I sat very still, my coffee mug useless in my lap. My brain did the math without being asked and immediately shut itself down for safety reasons.

“So you won’t bid?” asked Becca.

I shook my head. “No.”

Lola leaned forward again. “I told you, I’ll cover it.”

“No,” I repeated firmly. “I am not letting you buy me a man like he’s a handbag.”

“I’ve bought worse things,” answered Lola with a shrug.

I didn’t doubt her. “Thanks, but no. It’s fine. Really.”

On stage, Dust-guy shifted his weight, his hands resting casually on his tool belt, looking like he’d wandered into this situation by accident and decided to handle it gracefully.

He smiled at the crowd, polite, composed, and completely unaware that the price on his time had officially reached numbers that made my checking account curl up and cry.

“Ten thousand, five hundred!” shouted a female voice.

I raised a brow. This was officially out of my tax bracket. My lifetime tax bracket. I felt weird for not bidding. Not jealous, exactly. Just… displaced. Like I’d stepped out of a moment that maybe wasn’t meant for me after all.

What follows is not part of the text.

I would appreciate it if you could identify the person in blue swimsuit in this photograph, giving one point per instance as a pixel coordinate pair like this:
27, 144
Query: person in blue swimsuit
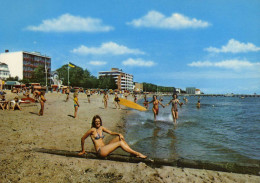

Yet, I knew I was doing the right thing.

I couldn’t afford that kind of money. Not in any universe where I planned on keeping the lights on at the inn. And right now, the inn was most important. It had to be.

“Going once,” Helen called.

I exhaled slowly through my nose.

“Going twice…”

A woman stood from the front row. She was stunning in a way that felt expensive.

Mid-fifties, maybe. Long, wavy red hair cascaded over her shoulders like she’d paid someone very well for it, a pearl choker snug around her neck.

Enormous breasts were held aloft by confidence alone, and tight white linen pants had never known fear.

She lifted her card with manicured fingers. “Fifteen thousand,” she said, smiling like she already owned him.

“Fuck me,” breathed Becca.

“Fuck me sideways,” I added.

Helen blinked. Then smiled. “Do I hear anything higher?”

Silence. Absolute, reverent silence.

“Sold,” said Helen, pointing. “To the lady in white.”

Applause thundered across the lawn.

The woman blew Dust-guy a kiss. He laughed, genuinely this time, shaking his head as he stepped forward to accept his fate.

I sat there, my hands folded in my lap, and my heart doing something uncomfortable but manageable.

Weird, sure. But right.

I watched Dust-guy hop down from the stage and approach the winner, who was already saying something animated, already touching his arm like familiarity was a foregone conclusion.

And for the first time since the auction started, I let myself look away.

I hadn’t bid.

And even though part of me wanted to rewind the last five minutes and make a very different choice, I knew one thing for certain.

Some things weren’t meant to be won with a paddle and a number.

Even if they looked finger-licking good in a tool belt.